Aprendi, ao longo de 25 anos de ministério pastoral na mesma igreja, uma lição difícil para mim. É que o sucesso ministerial – no sentido em que normalmente se fala em sucesso – não é facilmente atingido por este método da pregação expositiva, sobretudo numa igreja em que não existe uma tradição já existente desse tipo de pregação. Pelo contrário, é natural acontecer o que aconteceu a nós – os números diminuírem, pelo menos durante um tempo. Como devem ter diminuído também no ministério do profeta Jeremias!

 

Se é verdade que nos pudemos alegrar algumas vezes com batismos e crescimento espiritual na igreja, muitas vezes o número de pessoas que se afastavam – algumas em clara rejeição da Palavra das Escrituras – por vezes era maior do que o das pessoas que se agregavam.

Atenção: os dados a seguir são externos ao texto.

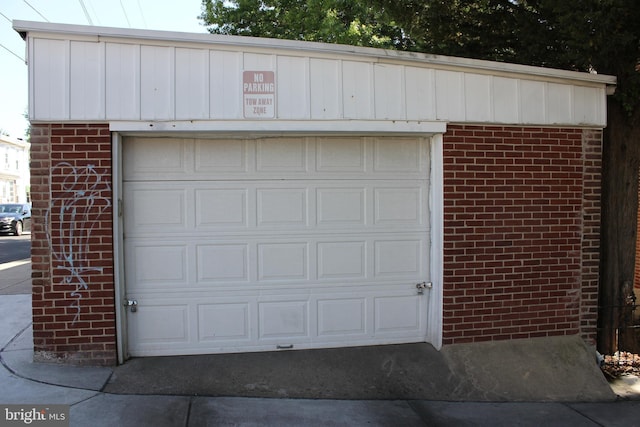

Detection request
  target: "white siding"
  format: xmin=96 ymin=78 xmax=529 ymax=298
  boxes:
xmin=493 ymin=77 xmax=520 ymax=124
xmin=520 ymin=80 xmax=546 ymax=124
xmin=33 ymin=38 xmax=68 ymax=120
xmin=210 ymin=51 xmax=242 ymax=119
xmin=405 ymin=67 xmax=436 ymax=121
xmin=374 ymin=64 xmax=404 ymax=119
xmin=464 ymin=74 xmax=492 ymax=122
xmin=24 ymin=24 xmax=612 ymax=127
xmin=70 ymin=41 xmax=104 ymax=119
xmin=435 ymin=70 xmax=465 ymax=121
xmin=140 ymin=46 xmax=174 ymax=120
xmin=547 ymin=83 xmax=573 ymax=125
xmin=176 ymin=48 xmax=209 ymax=120
xmin=310 ymin=58 xmax=341 ymax=119
xmin=277 ymin=56 xmax=310 ymax=119
xmin=105 ymin=43 xmax=140 ymax=120
xmin=342 ymin=60 xmax=373 ymax=119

E, para dizer a verdade, algumas vezes, tínhamos de considerar a saída de certas pessoas um tipo de vitória, uma vez que se mostravam insubmissas ao ensino e serviam de exemplo negativo para os que realmente queriam ouvir e crescer.

 

Com a tendência instalada no nosso meio de avaliar o progresso das igrejas pelo seu crescimento numérico, pode ser desanimador ter de frequentar reuniões denominacionais e ter de dar conta de um tipo de «crescimento» na nossa igreja que de facto significa menos membros e não mais!

 

Mas os sinais de crescimento espiritual na vida dos que permanecem podem ser tão ricos e podem trazer-nos tanta satisfação que mesmo essa tristeza sentida é mais do que compensada.

 

Se existe alguma passagem bíblica que me tenha servido de lema - neste ministério de pregação em que se sofre e se vislumbra a glória do Senhor - é a de Colossenses 1:27-28:

 

«…. Cristo em vós, esperança da glória; a quem anunciamos, admoestando a todo o homem, e ensinando a todo o homem, em toda a sabedoria, para que apresentemos todo o homem perfeito em Jesus Cristo; e para isto trabalho, combatendo segundo a sua eficácia, que obra em mim poderosamente».

 

E pode suceder também o que nos sucedeu. Depois de anos a confrontar dificuldades e manter posição no meio do aparente insucesso, podemos ainda estar presentes numa nova fase em que se vê crescimento numérico significativo (incluindo conversões e também reconciliação de pessoas afastadas) no ministério de quem nos sucede na função de pastor!